Indeed, a distributed approach would more closely mirror how text-based search advertising evolved. Search engines today don't "host" content; they help users find it out on the Web and extract advertising payment along the way. "For online video to really be a mass medium, that content needs to be everywhere, not just at portal sites," said Jupiter Research analyst Nate Elliot.
A portal-based, content aggregation approach may have worked in the early days of the Web, when users weren't exactly sure how to navigate this new environment, said Jim Spanfeller, president-CEO, Forbes.com, which today is selling video inventory as quickly as it can create it. But today, said Spanfeller, "people have become accustomed to going to specific places [such as Forbes.com] to find what they are looking for, including video."
Beyond the business model questions, there are also fundamental technology questions to be answered about video search.

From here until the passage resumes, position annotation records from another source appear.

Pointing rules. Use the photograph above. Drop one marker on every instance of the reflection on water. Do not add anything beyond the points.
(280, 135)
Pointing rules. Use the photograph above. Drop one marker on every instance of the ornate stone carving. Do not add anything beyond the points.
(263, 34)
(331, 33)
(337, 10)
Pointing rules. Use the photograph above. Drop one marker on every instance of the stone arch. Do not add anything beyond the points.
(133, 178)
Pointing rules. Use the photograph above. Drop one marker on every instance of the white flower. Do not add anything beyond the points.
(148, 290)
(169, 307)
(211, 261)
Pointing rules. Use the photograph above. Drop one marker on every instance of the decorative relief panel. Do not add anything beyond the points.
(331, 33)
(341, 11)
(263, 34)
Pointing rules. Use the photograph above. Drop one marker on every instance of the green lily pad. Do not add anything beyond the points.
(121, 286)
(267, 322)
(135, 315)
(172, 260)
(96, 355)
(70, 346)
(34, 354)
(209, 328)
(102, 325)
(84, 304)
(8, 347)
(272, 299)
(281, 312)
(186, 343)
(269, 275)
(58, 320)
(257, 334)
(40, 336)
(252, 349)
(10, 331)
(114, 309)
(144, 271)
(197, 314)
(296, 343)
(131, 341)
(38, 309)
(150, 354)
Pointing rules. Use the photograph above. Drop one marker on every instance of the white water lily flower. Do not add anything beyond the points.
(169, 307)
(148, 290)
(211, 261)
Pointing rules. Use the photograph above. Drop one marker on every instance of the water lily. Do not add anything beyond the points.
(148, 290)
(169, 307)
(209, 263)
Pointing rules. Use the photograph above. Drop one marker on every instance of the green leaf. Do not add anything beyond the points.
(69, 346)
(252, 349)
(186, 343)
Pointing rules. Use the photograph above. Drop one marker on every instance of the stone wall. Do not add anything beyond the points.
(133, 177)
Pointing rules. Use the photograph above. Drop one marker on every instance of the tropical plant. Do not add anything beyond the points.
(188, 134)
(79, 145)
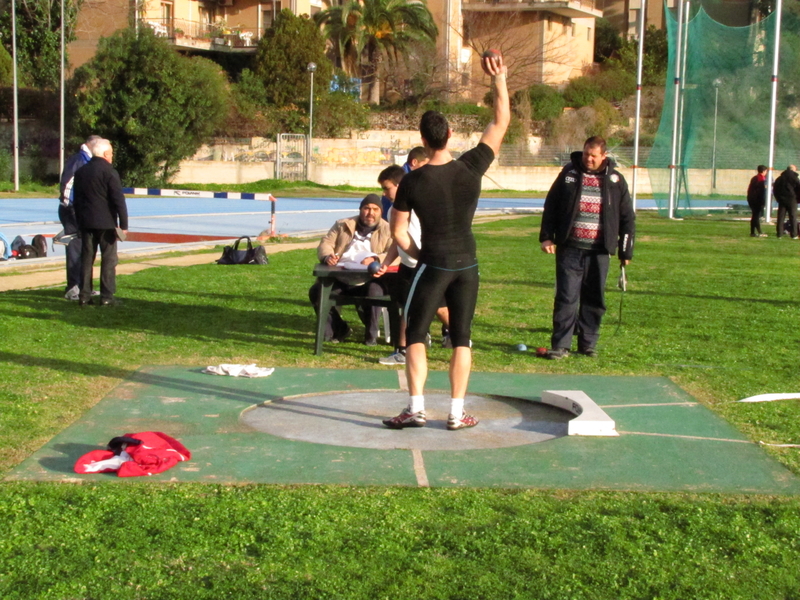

And how those questions are answered will have a huge impact on the evolution of video search as a business as well.
For instance, what does it mean to search video? Should it mean searching against keyword and metadata descriptions of video content? In that scenario, if I'm looking for video of Tom Cruise's appearance on "The Oprah Winfrey Show," publishers will tag their videos with text-based metadata tags using terms like "Tom Cruise," "Oprah," "Katie Holmes and "couch-jumping" in order to direct me to the content I'm looking for. With tag- and metadata-based environments such as Flickr (for photos), Del.icio.us (for Internet bookmarks) and Technorati (for blog search) strongly emerging, perhaps this approach to video search is not only sufficient, but creates a peer-to-peer environment where millions of users improve video search every time they use it.
"We've seen with Flickr [the photo-sharing site Yahoo recently acquired] that through a little bit of social engineering you can have millions of people tagging and annotating and adding value around photos," said Yahoo's Horowitz. "Flickr-like concepts can easily be applied to other domains such as audio and video and the power of one hundred million people can be brought to bear."
Yet at the same time, other video search providers-some more publicly than others, but in reality all are pursuing this vision on some level-want to enable consumers to literally search the contents of video streams.
"If you look at the video search engines that are emerging, they don't actually don't ever watch, listen or understand rich media itself," said Suranga Chandratillake, founder and chief technology officer of Blinkx, which pioneered an approach to cataloguing the content of video streams themselves.
To enable this approach to video search, Blinkx has banks of computers playing back video streams-typically in two-times real speed or more-and smart software analyzing the videos based on things such as image and audio patterns. Search giants Google and Yahoo are testing similar approaches as well. Using in-stream video analysis, not only could you find that Tom Cruise video we mentioned earlier, but the search engine could direct you to the exact spot in the clip where Mr. Cruise happily shouted, "I'm in love!"
And just imagine the targeted rich-media advertising possible against that video-search query.